Police spokesman Vyacheslav Gasanov said the bomber blew herself up in the central square in the provincial capital, Makhachkala. He did not give details about the injured children.
Since 2000, at least two dozen women, most of them from the Caucasus, have carried out suicide bombings in Russian cities and aboard trains and planes. All were linked to an Islamic insurgency that spread throughout Dagestan and the predominantly Muslim Caucasus region after two separatist wars in neighboring Chechnya.
The bombers are often called "black widows" in Russia because many are the widows, or other relatives, of militants killed by security forces.
The Tsarnaev brothers suspected of carrying out last month's Boston marathon bombings, are ethnic Chechens who lived in Dagestan before moving to the United States.
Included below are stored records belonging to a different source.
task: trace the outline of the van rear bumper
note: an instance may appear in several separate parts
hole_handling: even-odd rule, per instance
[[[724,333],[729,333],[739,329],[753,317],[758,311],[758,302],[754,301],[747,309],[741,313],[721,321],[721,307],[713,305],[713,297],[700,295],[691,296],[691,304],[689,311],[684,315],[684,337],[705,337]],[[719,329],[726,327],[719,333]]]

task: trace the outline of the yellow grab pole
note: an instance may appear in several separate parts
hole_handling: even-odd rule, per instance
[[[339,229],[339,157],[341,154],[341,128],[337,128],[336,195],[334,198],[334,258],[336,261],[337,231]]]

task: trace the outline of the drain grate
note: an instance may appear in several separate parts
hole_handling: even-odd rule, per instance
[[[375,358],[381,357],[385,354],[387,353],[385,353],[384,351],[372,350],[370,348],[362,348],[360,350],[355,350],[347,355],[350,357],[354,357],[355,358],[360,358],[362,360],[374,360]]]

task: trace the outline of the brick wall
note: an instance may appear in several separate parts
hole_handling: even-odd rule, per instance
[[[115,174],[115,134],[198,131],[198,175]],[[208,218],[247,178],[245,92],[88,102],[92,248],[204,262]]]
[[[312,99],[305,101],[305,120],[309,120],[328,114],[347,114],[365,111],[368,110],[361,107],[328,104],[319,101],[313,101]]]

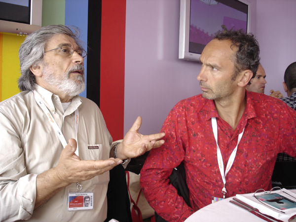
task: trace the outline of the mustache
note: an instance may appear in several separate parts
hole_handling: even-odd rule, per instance
[[[71,68],[68,72],[68,75],[76,71],[81,71],[81,74],[84,75],[84,67],[81,64],[76,64],[75,66]]]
Tamerlan Tsarnaev, who was killed a shootout with police days after the April 15 bombings, spent six months in Dagestan in 2012.
Dagestan remains an epicenter of violence in the confrontation between radical Islamists and federal forces.
This week, a double explosion in Makhachkala killed four civilians and left 44 injured, while three security officers and three suspected militants have been killed in other incidents
Human rights groups accuse security agencies of abductions, torture and extrajudicial killings of civilians that further fuel the confrontation with Islamic radicals.